Here’s an interesting problem, you get offered pálinka (Hungarian fruit brandy). If you don’t drink it down, you offend your host. If you do drink it down, your host refills it. If you don’t drink the second one down, you offend your host. If you keep not offending your host, you become very drunk. Your host is pleased.
Most of the nights of my recent trip to Transylvania, we stayed with Hungarian families. They would feed us dinner, breakfast, and pálinka. Since we spent the majority of our days crammed into our little white bus that was driving on winding, bumpy roads, pálinka hangovers weren’t something I was striving for. This meant that dinner (and in some cases, breakfast) became a sort of game to drink as little pálinka as possible without offending my hosts.
Typically, as we pulled up to the neighborhood where we were staying, these kind Hungarians would dash out of their houses with a tray full of pálinka. The etiquette was to leave your bags on the bus, and worry about your accommodations later. First things first.

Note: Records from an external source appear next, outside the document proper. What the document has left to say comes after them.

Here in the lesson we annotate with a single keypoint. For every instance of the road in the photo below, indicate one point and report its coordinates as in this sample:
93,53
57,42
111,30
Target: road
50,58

As a matter of fact, I don’t think I ever took a picture of this ritual because I was too busy drinking.
I’ve seen a lot of pálinka consumed during my time in Hungary, but I typically see it out of legitimate bottles . However, Erdély (the Hungarian name for Transylvania) tends to be rather remote and follow its own rules. I became quite used to drinking házipálinka (homemade pálinka – or Hungarian moonshine). Big unmarked plastic bottles would appear, and the fiery substance would be poured into glasses for the masses.
Most of the time, pálinka is clear and colorless. The homemade stuff tends to be cloudier, and occasionally it’s colored because it has a lot of dark fruit in it. I’ve started to associate color with a lot more fruit flavor and a lot less misery.
Sometimes it was good, and sometimes it was bad. A few batches tasted like battery acid, while others were closer to fruit juice. Some of it burned your throat so bad that you worried about the alcohol content your were feeding to an empty stomach. You may end up too drunk to find your room and you’ll have to sleep with the sheep.
My favorite instance was the aforementioned breakfast incident. There was only one village that we stayed in for two days, and when I went down to the breakfast table the first morning, my roommates and I were offered some pálinka. It was explained that it’s a tradition to have it before your morning coffee as a sort of eye-opener.
My companions politely refused the strong alcoholic beverage and sat down to start eating their bread. The host looked quite disappointed, and I don’t like to ignore local customs, so I stepped up to the plate. I think I was the only one who was warm during that cold rainy morning.
That night, we were sitting around the dinner table and the host pulled out a bottle of wine (after the pálinka of course), and he offered it only to me – he seemed to be used to the refusals from the others. He either thinks of me as a drunk or a polite guest. I believe it’s the second one.
Here’s the moral of the story: when you go to Erdély, you’re going to be offered a lot of pálinka. For God’s sake drink it! Don’t be rude to such kind people. They’ve lived there for over 1000 years, and they understand how to be happy.
Hungarian word of the day:
Pálinka and Házipálinka
You already know the meanings, but I’m concerned about your pronunciation. Pálinka is “PAL (like your friend) eenk – aw”. Házipálinka is the same except “HAS – ee” comes first (just think “has ‘e had his pálinka yet?”).